Dans un logis niché au cœur de Nazareth,
La tendre jouvencelle occupée à prier
Se retourne à demi et reste stupéfaite :
Un être de lumière se tient agenouillé.
 
« Salut, pleine de Grâce », dit l’ange Gabriel
Avant que d’exposer l’objet de sa visite.
Marie, d’abord craintive, se rassure très vite,
Et répond humblement à ce divin appel.
 
Son merveilleux fiat nous vaut un Rédempteur,
Car cette fille d’Ève, exemple de douceur,
Était prédestinée à Lui donner naissance.
 
Pour l’Incarnation, son Dieu l’a façonnée
En sorte que, conçue par Lui sans le Péché,
Elle soit digne d’être, un jour, Arche d’Alliance…
Ce soir, Élisabeth, enceinte de six mois
Accueille sa cousine venue pour l’assister.
Le salut de Marie lui cause de la joie,
Car l’enfant qu’elle porte en est tout agité.
 
Elle reçoit ainsi la révélation
Du destin de la Femme dont les chastes entrailles
Portent l’espoir des hommes dans l’immense bataille
Qui doit lever, d’Adam, la malédiction.
 
Le Précurseur, en elle, est soudain sanctifié
Pour annoncer l’Agneau d’une âme purifiée
Et verser sur Son Front l’eau sainte du Jourdain.
 
Marie, à cet accueil, répond « Magnificat »,
Sommet de tous les psaumes, louange délicate
Prouvant que le Messie est bien en Son jardin.
 
Les auberges sont combles ici, à Bethlehem,
Où Joseph et Marie vont au recensement.
De la gestation est arrivé le terme,
Et voici qu’est venu le temps du dénuement.
 
Dans une étable sombre, à défaut de palais,
Marie s’étend, bien lasse, et anoblit ce lieu,
Car le Sauveur paraît, charmant et radieux,
Qu’elle revêt de langes et nourrit de son lait.
 
Des bergers, assemblés, pressentent le Mystère
En voyant une étoile et sa vive lumière
Baigner le paysage d’Amour et d’Espérance.
 
Au cœur de la Judée, en cette nuit glaciale,
S’ouvre sans tintamarre la voie toute royale
De la Rédemption, présent de l’Indulgence.
 
La Vierge, bien que pure comme son premier-né,
Est tenue par la Loi de le porter au Temple,
Et Joseph, son époux, vient de les y mener.

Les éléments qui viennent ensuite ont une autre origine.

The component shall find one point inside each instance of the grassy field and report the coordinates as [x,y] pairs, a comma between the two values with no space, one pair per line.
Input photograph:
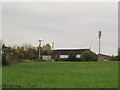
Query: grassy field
[61,75]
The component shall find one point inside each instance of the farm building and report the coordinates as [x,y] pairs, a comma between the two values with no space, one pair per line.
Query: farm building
[105,57]
[63,54]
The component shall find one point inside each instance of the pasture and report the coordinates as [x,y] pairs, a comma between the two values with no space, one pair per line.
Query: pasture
[61,75]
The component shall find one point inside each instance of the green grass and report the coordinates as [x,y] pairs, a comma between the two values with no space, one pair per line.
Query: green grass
[61,75]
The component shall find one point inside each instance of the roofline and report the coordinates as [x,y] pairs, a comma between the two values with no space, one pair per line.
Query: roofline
[70,49]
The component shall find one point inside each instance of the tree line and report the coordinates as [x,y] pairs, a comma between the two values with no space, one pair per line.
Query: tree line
[12,54]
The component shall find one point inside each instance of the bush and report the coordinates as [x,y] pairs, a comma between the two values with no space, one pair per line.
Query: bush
[88,56]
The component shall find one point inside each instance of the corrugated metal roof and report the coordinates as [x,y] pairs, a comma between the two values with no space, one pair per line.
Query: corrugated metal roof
[67,51]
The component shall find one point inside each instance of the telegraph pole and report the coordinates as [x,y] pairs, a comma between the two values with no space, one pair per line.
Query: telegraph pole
[99,34]
[39,48]
[52,45]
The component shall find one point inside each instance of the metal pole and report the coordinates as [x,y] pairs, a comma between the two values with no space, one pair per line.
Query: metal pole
[99,47]
[53,46]
[39,48]
[99,59]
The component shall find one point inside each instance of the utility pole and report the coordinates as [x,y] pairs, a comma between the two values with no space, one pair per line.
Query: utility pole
[99,34]
[39,48]
[52,45]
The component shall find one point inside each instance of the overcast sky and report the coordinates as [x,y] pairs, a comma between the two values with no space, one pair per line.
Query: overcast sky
[69,25]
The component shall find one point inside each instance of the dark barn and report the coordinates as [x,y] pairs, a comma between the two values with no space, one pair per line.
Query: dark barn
[63,54]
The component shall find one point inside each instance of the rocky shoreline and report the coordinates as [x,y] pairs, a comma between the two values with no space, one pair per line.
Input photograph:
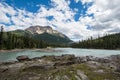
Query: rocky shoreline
[65,67]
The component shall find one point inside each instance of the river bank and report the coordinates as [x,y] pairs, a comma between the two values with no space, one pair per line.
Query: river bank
[65,67]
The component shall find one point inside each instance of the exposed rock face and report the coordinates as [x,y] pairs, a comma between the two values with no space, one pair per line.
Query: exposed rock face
[22,58]
[44,29]
[65,67]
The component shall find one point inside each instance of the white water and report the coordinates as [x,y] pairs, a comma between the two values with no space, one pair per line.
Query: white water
[8,56]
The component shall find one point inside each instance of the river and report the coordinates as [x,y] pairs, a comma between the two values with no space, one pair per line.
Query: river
[9,56]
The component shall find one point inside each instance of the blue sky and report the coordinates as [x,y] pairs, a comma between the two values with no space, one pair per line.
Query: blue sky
[78,19]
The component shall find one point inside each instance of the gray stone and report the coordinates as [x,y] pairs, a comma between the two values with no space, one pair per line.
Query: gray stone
[23,58]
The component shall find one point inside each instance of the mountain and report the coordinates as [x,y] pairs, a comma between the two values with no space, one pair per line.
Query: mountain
[107,42]
[45,33]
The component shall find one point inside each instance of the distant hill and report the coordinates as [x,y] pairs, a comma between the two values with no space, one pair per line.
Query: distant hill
[107,42]
[45,33]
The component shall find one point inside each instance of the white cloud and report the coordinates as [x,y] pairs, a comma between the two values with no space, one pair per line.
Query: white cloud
[106,18]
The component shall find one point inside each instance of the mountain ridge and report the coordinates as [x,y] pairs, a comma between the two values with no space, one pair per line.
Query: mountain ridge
[45,33]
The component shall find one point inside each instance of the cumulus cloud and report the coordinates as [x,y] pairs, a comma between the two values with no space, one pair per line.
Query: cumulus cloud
[105,19]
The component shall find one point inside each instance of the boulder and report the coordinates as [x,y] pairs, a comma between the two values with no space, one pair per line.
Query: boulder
[65,63]
[23,58]
[68,56]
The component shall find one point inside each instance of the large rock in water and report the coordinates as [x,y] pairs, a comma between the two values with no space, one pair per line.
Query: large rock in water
[23,58]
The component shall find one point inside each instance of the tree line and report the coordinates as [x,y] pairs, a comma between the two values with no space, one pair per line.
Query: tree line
[106,42]
[8,40]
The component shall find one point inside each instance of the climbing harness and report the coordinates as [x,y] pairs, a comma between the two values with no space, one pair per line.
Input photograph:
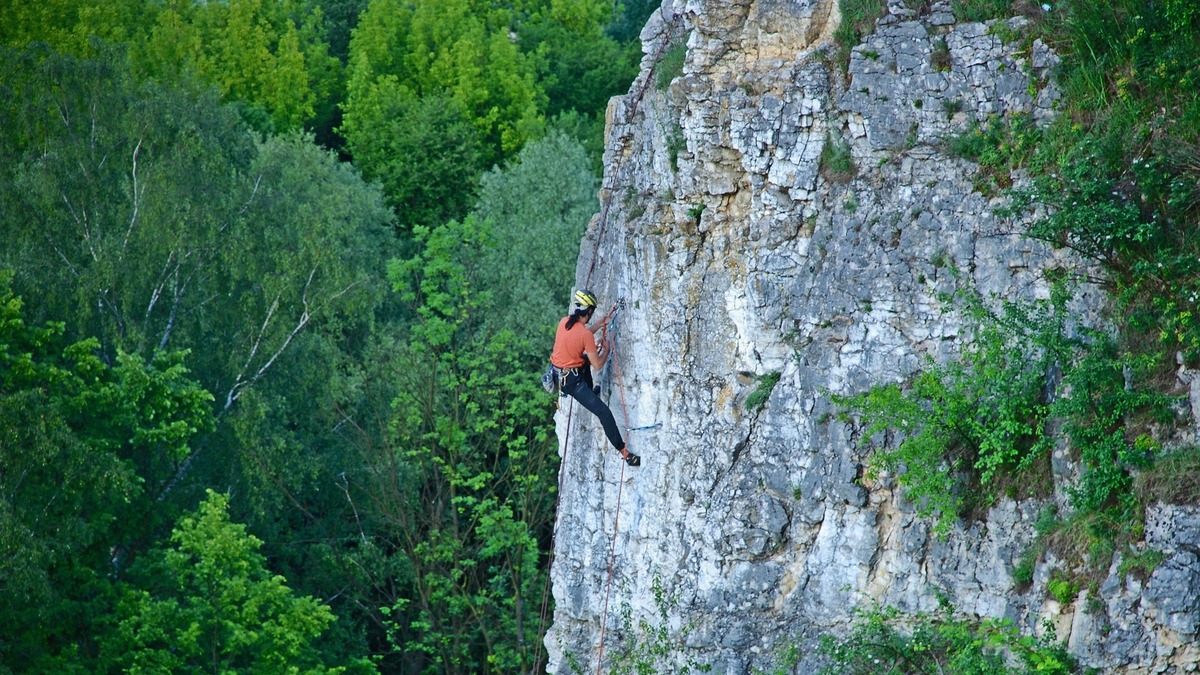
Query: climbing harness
[604,222]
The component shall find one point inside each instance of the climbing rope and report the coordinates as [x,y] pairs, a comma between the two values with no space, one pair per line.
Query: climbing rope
[616,518]
[600,232]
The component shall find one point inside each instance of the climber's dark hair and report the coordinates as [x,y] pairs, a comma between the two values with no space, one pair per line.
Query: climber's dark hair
[580,314]
[582,308]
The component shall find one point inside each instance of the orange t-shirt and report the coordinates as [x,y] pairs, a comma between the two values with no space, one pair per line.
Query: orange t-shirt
[570,345]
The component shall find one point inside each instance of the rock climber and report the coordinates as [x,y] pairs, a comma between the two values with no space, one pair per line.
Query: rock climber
[574,357]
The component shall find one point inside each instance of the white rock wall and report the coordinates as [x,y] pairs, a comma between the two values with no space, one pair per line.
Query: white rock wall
[736,257]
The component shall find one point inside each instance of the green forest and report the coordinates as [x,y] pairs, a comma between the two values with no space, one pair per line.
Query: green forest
[276,284]
[279,278]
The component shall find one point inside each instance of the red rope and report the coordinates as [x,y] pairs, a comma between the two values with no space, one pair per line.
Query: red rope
[604,222]
[616,519]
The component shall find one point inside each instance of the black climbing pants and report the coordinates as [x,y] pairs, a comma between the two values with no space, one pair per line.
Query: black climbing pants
[579,387]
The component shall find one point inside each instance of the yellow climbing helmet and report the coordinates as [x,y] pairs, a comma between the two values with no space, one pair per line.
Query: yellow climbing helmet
[585,299]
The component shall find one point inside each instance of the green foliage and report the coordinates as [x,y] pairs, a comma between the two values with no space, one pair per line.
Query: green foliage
[474,489]
[1102,422]
[78,441]
[670,65]
[1140,563]
[762,392]
[1000,147]
[973,420]
[837,160]
[981,10]
[652,647]
[886,640]
[579,65]
[1062,590]
[857,19]
[209,603]
[455,49]
[425,153]
[1174,478]
[538,208]
[70,25]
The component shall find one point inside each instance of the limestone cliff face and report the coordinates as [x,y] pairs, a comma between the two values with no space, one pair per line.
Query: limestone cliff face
[736,256]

Le vieillard Siméon, intrigué, les contemple.
 
Le regard inspiré, il aborde, fervent,
Ce Nourrisson perdu dans le grand sanctuaire.

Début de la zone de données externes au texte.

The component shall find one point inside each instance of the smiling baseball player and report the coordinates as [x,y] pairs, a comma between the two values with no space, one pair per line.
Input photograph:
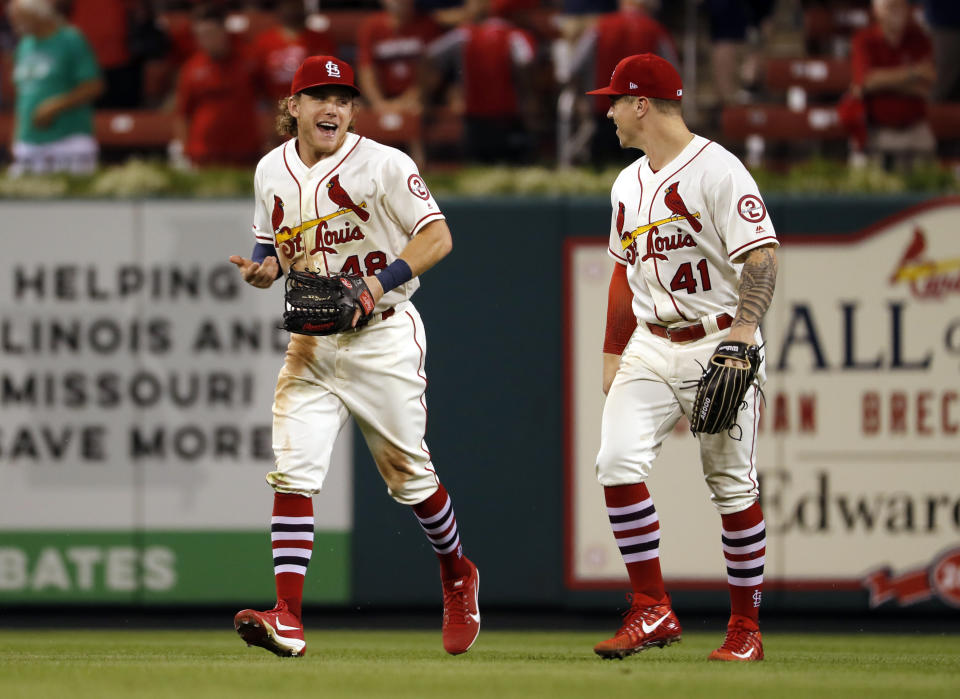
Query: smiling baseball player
[694,274]
[333,202]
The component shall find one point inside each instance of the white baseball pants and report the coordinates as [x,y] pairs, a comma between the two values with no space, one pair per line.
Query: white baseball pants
[653,388]
[376,374]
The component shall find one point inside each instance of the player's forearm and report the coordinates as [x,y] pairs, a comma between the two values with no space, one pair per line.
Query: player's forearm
[757,281]
[611,363]
[902,78]
[428,247]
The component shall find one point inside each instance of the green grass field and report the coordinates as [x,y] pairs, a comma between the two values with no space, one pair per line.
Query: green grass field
[399,664]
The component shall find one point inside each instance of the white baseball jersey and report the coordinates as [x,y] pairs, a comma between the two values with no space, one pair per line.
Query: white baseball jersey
[678,231]
[353,211]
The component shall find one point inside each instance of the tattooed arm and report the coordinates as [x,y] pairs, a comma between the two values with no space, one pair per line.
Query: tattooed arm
[757,280]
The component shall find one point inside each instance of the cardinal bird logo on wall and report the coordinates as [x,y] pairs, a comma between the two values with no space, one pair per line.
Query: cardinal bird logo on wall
[276,218]
[338,195]
[671,197]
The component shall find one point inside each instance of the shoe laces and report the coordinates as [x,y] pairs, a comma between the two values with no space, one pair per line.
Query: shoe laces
[737,637]
[455,603]
[636,614]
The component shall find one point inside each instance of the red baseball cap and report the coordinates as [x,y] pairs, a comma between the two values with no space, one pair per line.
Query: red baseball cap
[322,70]
[644,75]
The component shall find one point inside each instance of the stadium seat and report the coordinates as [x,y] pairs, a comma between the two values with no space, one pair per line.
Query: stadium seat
[133,129]
[816,76]
[342,26]
[778,123]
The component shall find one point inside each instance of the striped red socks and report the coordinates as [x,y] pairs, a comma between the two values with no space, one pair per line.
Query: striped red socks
[291,533]
[744,549]
[636,528]
[436,517]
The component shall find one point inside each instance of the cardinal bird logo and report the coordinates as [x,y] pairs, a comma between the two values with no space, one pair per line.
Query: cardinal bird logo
[338,195]
[276,218]
[671,197]
[913,255]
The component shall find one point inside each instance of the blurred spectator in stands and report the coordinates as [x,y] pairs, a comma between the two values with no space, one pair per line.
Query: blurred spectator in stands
[943,17]
[737,32]
[124,34]
[57,79]
[216,119]
[494,59]
[390,47]
[279,50]
[892,71]
[628,31]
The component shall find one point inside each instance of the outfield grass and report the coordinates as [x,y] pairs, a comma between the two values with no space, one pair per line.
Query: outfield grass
[400,664]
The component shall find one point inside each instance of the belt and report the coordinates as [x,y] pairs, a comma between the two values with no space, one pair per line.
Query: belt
[688,333]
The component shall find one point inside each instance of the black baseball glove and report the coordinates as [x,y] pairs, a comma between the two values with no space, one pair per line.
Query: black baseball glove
[721,388]
[319,305]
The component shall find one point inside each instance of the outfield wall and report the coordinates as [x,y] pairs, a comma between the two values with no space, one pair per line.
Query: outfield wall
[136,376]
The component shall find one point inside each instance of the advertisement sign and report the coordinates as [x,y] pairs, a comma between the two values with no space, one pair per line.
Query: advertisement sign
[858,448]
[137,372]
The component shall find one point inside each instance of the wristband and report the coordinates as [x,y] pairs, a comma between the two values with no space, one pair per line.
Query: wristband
[393,275]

Il Le prend dans ses bras d’un geste visionnaire
Et Le tend vers le Ciel tout en prophétisant.
 
À grands traits, il prédit le destin du Messie,
Ses travaux salutaires, Ses épreuves aussi,
Et le glaive cruel qui percera Sa Mère.
 
Jésus sera un signe de contradiction
Parce que Son chef-d’œuvre, l’ardue Rédemption,
Ne sera reconnu que des fils de Lumière.
 
Au retour de la Pâque, on a l’âme légère.

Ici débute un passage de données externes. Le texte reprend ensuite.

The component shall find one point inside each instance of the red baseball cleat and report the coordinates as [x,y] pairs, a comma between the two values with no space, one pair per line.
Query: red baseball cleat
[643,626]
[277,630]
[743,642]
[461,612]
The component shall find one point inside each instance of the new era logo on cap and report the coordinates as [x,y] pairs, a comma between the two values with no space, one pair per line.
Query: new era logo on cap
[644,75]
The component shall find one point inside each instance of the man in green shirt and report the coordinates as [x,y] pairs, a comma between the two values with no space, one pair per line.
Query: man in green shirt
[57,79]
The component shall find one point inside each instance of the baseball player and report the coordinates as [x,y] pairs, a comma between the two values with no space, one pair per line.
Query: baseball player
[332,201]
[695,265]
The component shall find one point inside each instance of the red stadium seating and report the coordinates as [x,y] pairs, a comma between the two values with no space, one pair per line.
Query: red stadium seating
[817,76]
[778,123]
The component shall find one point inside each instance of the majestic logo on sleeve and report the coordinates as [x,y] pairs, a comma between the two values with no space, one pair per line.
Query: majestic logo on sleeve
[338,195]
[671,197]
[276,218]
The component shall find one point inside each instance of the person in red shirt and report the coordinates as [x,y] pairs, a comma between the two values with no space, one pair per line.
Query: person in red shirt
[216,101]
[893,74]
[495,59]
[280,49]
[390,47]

Joseph croit que Jésus accompagne Marie,
Qui pense que l’Enfant est gardé par Son père,
Et tous deux, séparés, cheminent sans souci.
 
Mais le soir, au bivouac, ils ne retrouvent pas
Celui que, chaque jour, ils comblent de leurs soins.
On Le cherche partout, on fouille les recoins.
Le glaive prophétique se fait sentir déjà…
 
Ulcérés par l’absence de leur Trésor suprême,
Ils reviennent ensemble jusqu’à Jérusalem,
Et, le troisième jour, soulagés, ils Le voient
 
Qui, au milieu du Temple, enseigne les docteurs.
Marie Lui faisant part de leur grande frayeur,
Jésus dit qu’à Son Père, avant tout, Il se doit.
 

 

Mystères douloureux

Ses disciples, couchés, sommeillent à l’écart,
Ignorants de la lutte qu’Il a, seul, à livrer.
Prostré dans les ténèbres, Il vit un cauchemar
Tel qu’aucun romancier ne saurait le narrer.
 
Assailli de visions vraiment abominables,
Il prend sur Lui, le Saint, les infamies du monde,
Nos péchés les plus minces comme les plus immondes
Qui sont tous, à Ses yeux, des affronts innommables.
 
Il sait ce qui va suivre. Terrifié, Il chancelle.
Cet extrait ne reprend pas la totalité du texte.